You are viewing a plain text version of this content. The canonical link for it is here.
Posted to commits@arrow.apache.org by ro...@apache.org on 2019/06/18 17:28:17 UTC

[arrow] branch master updated: ARROW-5586: [R] convert Array of LIST type to R lists

This is an automated email from the ASF dual-hosted git repository.

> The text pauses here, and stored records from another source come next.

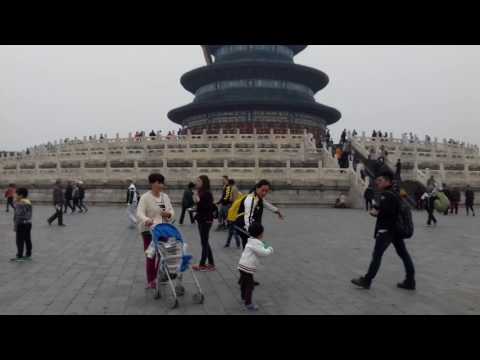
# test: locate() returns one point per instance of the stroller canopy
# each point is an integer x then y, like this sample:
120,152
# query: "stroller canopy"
163,232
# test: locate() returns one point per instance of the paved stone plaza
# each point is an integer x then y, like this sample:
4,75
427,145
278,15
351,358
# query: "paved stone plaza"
96,266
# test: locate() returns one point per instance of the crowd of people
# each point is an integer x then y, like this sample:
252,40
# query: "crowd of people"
240,216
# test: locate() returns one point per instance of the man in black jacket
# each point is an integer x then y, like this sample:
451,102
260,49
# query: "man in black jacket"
69,198
387,212
188,203
469,200
58,202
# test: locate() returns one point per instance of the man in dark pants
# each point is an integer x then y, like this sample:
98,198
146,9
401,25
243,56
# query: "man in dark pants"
187,204
69,198
23,225
454,201
9,196
386,213
469,200
430,197
58,202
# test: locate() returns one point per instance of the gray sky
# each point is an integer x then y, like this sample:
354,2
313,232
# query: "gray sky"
52,92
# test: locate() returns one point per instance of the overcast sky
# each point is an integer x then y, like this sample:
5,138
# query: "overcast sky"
52,92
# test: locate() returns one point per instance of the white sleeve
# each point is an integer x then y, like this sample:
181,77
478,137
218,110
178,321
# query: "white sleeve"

romainfrancois pushed a commit to branch master
in repository https://gitbox.apache.org/repos/asf/arrow.git


The following commit(s) were added to refs/heads/master by this push:
     new 2106ddc  ARROW-5586: [R] convert Array of LIST type to R lists
2106ddc is described below

commit 2106ddc7ad9dd455d21da3ef25a5ac88f6fadc29
Author: Romain Francois <ro...@rstudio.com>
AuthorDate: Tue Jun 18 19:28:05 2019 +0200

    ARROW-5586: [R] convert Array of LIST type to R lists
    
    We don't have the reverse operation yet (convert from an R data structure) to a list array, so those aren't easy to make, but e.g. we can get some with the json reader:
    
    ``` r
    library(arrow, warn.conflicts = FALSE)
    
    tf <- tempfile()
    writeLines('
        { "hello": 3.5, "world": false, "yo": "thing", "arr": [1, 2, 3], "nuf": {} }
        { "hello": 3.25, "world": null, "arr": [2], "nuf": null }
        { "hello": 3.125, "world": null, "yo": "\u5fcd", "arr": [], "nuf": { "ps": 78 } }
        { "hello": 0.0, "world": true, "yo": null, "arr": null, "nuf": { "ps": 90 } }
      ', tf)
    
    tab1 <- read_json_arrow(tf, as_tibble = FALSE)
    list_array <- tab1$column(3L)$data()$chunk(0)
    list_array
    #> arrow::ListArray
    #> [
    #>   [
    #>     1,
    #>     2,
    #>     3
    #>   ],
    #>   [
    #>     2
    #>   ],
    #>   [],
    #>   null
    #> ]
    list_array$values
    #> function() `arrow::Array`$dispatch(ListArray__values(self))
    #> <environment: 0x7f93c3b5cf88>
    list_array$value_length(0)
    #> [1] 3
    list_array$value_offset(0)
    #> [1] 0
    list_array$raw_value_offsets()
    #> [1] 0 3 4 4
    
    list_array$as_vector()
    #> [[1]]
    #> integer64
    #> [1] 1 2 3
    #>
    #> [[2]]
    #> integer64
    #> [1] 2
    #>
    #> [[3]]
    #> integer64
    #> character(0)
    #>
    #> [[4]]
    #> NULL
    ```
    
    <sup>Created on 2019-06-14 by the [reprex package](https://reprex.tidyverse.org) (v0.3.0.9000)</sup>
    
    Author: Romain Francois <ro...@rstudio.com>
    
    Closes #4575 from romainfrancois/ARROW-5586/List_type and squashes the following commits:
    
    300f897d <Romain Francois> merge tests
    5b62e286 <Romain Francois> +ListType::value_(field|type)
    375d3b53 <Romain Francois> ListArray to R list
    3557362e <Romain Francois> more methods for ListArray
    b63b705f <Romain Francois> + class ListArray, ListArray$value_type
---
 r/R/List.R                       |   6 ++-
 r/R/array.R                      |  14 +++++
 r/R/arrowExports.R               |  28 ++++++++++
 r/src/array.cpp                  |  31 +++++++++++
 r/src/array__to_vector.cpp       |  45 ++++++++++++++++
 r/src/arrowExports.cpp           | 114 +++++++++++++++++++++++++++++++++++++++
 r/src/datatype.cpp               |  12 +++++
 r/tests/testthat/test-DataType.R |   2 +
 r/tests/testthat/test-json.R     |  39 ++++++++++----
 9 files changed, 281 insertions(+), 10 deletions(-)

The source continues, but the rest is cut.